Gu Yanzhi duduk di belakang meja eksekutifnya dan memandang Lin Qian, pegawai barunya.

Sebagai seorang kandidat untuk asisten Li Zhicheng, wanita itu seharusnya tidak diwawancarai olehnya. Tetapi Li Zhicheng tergesa-gesa pergi ke panti jompo untuk menemui ayahnya dan bermalam disana, menyerahkan urusan wawancara kepada Gu Yanzhi. Sang atasan secara diam-diam telah memerintahkan dirinya untuk menjaga sebuah rahasia. Rahasia itu, tentu saja, mengacu pada identitas dan kedatangannya.

Gu Yanzhi pun bertanya, "Tapi mengapa?" Sejak Li Zhicheng mengambil alih Grup, dia akan harus berjumpa dengan semua pegawai cepat atau lambat. Apakah akan membuat perbedaan kapan dia akan mengungkap identitasnya?

"Aku perlu mengetahui situasinya terlebih dahulu." Li Zhicheng berdiri di samping jendela, dengan kedua tangannya di dalam saku celananya dan melanjutkan dengan datar, "dengan cara tersembunyi."

Tercengang beberapa detik, Gu Yanzhi tiba-tiba mengerti.

Dia telah berbicara tanpa emosi, tetapi sebenarnya...

Dia memperlakukan itu seperti sebuah pertempuran dan merencanakan untuk mengadakan observasi strategis yang bersifat rahasia terhadap musuh-musuhnya sebelum mengungkap identitasnya.

Gu Yanzhi tidak dapat menahan untuk tidak tersenyum mengingat percakapan ini.
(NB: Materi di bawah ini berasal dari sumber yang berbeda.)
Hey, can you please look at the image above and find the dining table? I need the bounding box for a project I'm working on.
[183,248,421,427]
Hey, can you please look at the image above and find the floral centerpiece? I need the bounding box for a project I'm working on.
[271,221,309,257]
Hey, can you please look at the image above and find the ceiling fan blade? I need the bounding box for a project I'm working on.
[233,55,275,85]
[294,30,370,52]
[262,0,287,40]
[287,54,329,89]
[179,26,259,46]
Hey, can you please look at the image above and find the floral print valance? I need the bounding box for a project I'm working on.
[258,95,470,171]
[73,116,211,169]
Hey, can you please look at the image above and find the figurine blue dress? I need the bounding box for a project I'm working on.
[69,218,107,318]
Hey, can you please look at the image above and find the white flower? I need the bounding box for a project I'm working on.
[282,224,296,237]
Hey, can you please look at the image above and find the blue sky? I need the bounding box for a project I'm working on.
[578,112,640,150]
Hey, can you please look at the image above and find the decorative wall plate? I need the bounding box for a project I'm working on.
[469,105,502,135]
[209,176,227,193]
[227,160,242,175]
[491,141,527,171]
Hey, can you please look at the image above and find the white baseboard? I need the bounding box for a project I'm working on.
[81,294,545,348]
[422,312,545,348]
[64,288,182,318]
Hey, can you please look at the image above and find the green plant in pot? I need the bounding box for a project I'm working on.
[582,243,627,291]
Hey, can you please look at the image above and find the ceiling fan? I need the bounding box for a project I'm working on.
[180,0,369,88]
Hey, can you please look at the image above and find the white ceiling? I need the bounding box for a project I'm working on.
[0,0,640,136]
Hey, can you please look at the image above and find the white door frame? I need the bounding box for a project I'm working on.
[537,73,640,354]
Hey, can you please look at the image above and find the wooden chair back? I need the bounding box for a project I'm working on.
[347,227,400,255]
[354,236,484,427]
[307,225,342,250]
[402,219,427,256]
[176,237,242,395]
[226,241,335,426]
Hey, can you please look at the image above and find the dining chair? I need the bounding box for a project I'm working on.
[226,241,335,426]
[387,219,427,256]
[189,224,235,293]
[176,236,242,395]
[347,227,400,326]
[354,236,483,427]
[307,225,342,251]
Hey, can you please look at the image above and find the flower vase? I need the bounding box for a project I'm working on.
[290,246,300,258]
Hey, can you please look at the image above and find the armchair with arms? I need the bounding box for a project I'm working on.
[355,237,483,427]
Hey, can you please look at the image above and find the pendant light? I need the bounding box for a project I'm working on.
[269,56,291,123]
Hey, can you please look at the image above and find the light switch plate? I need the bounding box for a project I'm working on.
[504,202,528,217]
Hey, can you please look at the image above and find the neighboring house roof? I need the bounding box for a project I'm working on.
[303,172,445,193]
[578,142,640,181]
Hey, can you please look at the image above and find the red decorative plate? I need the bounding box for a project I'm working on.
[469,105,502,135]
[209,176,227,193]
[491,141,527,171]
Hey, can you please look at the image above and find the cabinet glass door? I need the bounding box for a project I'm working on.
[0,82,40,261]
Dia memandang Lin Qian, yang berdiri di hadapannya, dan berkata dengan tenang, "Kau pasti memahami situasi yang sedang dihadapi perusahaan kami. Semakin sulit situasi ini, kami semakin membutuhkan pikiran seseorang yang berbakat untuk membantu kami. Jika kau cukup terampil, tentunya kau akan ditempatkan di posisi penting. Tetapi jika kau hanya seorang yang biasa saja, kami tidak akan mempertahankanmu sebagai beban. Semuanya tergantung dari kinerjamu."

Itu sikap yang telah diduga, perpaduan antara keadilan dan belas kasih, Lin Qian pun mengangguk dengan tenang dan berkata "Saya akan melakukan yang terbaik." Melihat senyuman di wajahnya, dia berpikir, lelaki itu tidak sejahat dan sesulit seperti yang diisukan tentangnya.

Gu Yanzhi sedang tidak bersemangat untuk berbicara banyak, karena itu setelah pembicaraan yang singkat dia membuat keputusan. Wanita itu akan bekerja di bagian Staf Kantor Kepresidenan terlebih dahulu, mengurus pekerjaan harian departemen itu.

Begitu saja, karir Lin Qian di Aida dimulai tanpa perkenalan formal yang memadai, dan dia segera menyadari bahwa pekerjaan semua orang membuat stres dan kacau balau.

Staf Kantor Kepresidenan terdengar menarik, tetapi hanya ada tiga orang seluruhnya, termasuk Lin Qian. Dua orang yang lain adalah pegawai yang baru tamat dari universitas. Manajer SDM menjelaskan, "Departemen ini sebelumnya tidak ada sampai mantan Presiden Direktur datang dan membentuknya. Ada sekitar enam belas atau tujuh belas orang di masa jayanya, namun mereka semua akhirnya pergi, satu per satu."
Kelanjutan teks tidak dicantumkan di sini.